Out in the countryside here you see lots of rice paddies in various states of growth. Some are only large brown lots of mud, other are just planted and look like hair transplants, some are lush and thick and green. The villages are made from mud and straw, their roofs are now piled high with hay and all their donkeys are fat. Narrow mud streets lead straight to the river. All is irrigated. Sluice gates open and muddy water rushes bubbling into hand shoveled ditches.

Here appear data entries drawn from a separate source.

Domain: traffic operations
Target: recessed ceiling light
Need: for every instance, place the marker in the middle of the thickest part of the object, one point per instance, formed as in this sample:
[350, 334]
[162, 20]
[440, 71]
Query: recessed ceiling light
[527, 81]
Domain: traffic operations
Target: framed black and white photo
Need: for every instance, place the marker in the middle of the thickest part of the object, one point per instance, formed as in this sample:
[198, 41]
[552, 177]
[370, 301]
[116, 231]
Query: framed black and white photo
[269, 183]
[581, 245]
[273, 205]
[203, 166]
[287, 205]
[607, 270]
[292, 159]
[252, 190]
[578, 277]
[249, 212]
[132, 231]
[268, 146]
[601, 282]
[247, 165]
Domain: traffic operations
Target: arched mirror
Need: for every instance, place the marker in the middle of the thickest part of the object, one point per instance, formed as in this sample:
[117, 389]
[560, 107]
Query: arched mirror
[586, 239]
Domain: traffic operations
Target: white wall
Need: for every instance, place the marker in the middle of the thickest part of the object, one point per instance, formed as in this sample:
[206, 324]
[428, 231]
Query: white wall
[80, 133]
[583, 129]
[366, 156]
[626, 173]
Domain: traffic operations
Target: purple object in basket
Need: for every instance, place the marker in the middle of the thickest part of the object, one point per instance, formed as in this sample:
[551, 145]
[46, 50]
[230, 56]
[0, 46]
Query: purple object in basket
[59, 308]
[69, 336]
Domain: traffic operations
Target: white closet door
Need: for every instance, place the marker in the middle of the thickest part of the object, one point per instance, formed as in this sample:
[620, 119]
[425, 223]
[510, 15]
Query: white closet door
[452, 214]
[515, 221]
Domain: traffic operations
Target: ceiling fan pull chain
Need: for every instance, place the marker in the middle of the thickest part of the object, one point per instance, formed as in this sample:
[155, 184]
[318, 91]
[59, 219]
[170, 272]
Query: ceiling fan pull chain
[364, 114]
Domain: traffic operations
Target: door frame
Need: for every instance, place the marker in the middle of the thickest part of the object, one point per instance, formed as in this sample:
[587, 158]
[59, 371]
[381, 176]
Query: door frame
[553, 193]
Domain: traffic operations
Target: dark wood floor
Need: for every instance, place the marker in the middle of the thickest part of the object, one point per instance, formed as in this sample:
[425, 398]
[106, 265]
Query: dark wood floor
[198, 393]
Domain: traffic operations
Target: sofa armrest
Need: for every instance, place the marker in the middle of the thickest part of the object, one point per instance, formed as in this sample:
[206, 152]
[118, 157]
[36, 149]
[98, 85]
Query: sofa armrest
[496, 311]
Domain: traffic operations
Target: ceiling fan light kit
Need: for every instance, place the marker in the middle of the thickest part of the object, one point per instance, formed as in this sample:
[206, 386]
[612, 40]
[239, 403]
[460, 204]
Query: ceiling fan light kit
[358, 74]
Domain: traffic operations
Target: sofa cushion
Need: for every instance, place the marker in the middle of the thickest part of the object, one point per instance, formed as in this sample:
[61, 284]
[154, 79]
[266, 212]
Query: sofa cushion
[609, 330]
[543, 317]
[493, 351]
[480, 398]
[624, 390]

Then there is nothing but sand dunes peaking like yellow whipped cream for about a kilometer between me and the banks of the Yellow River. Only the river isn't yellow, it is absolutely pink right now from some kind of mineral it's brought from upstream. On the far side of the river side rises jaggedy sharp red-brown mountains, and the sky is ever so blue, now that it is nearing sunset. Every color is super saturated -- yellow against pink against burnt sienna against blue.

SANCTUARY...

I may have to stay here another day and just chill. The people who run this place are all very young and very bored and I am the only guest. There was a little argument though when they tried to charge me 60 yuan when the rate is clearly 30... it's written all over the place on the wall in the sign-in area, and the guidebook says so, too, plus they said the showers don't work. I said there was no way I was going to pay double the Chinese price now since the president eliminated the foreigners double-price policy and furthermore if there are no showers I'm going to be really pissed of if they argue with me. They didn't really know what I was saying but they knew what I was saying. I paid 30.

Then they helped me work on the bike, which means it took twice as long to adjust the carbs as it would have alone. (I keep thinking of that classic mechanic's sign: This is the price; this is the price if you watch; this is the price if you help.) But they've at least brought me three big silver thermoses of hot water and a basin, and are very disappointed that I've already eaten.

I'm alone again! I've really learned to treasure my little hotel rooms, sanctuaries from the staring and beeping. The room is large and airy, simple, of course, and so very quiet. I'm not used to quiet in China, but I've found another of those surprising wide open spaces. This one has the Yellow River river rushing outside.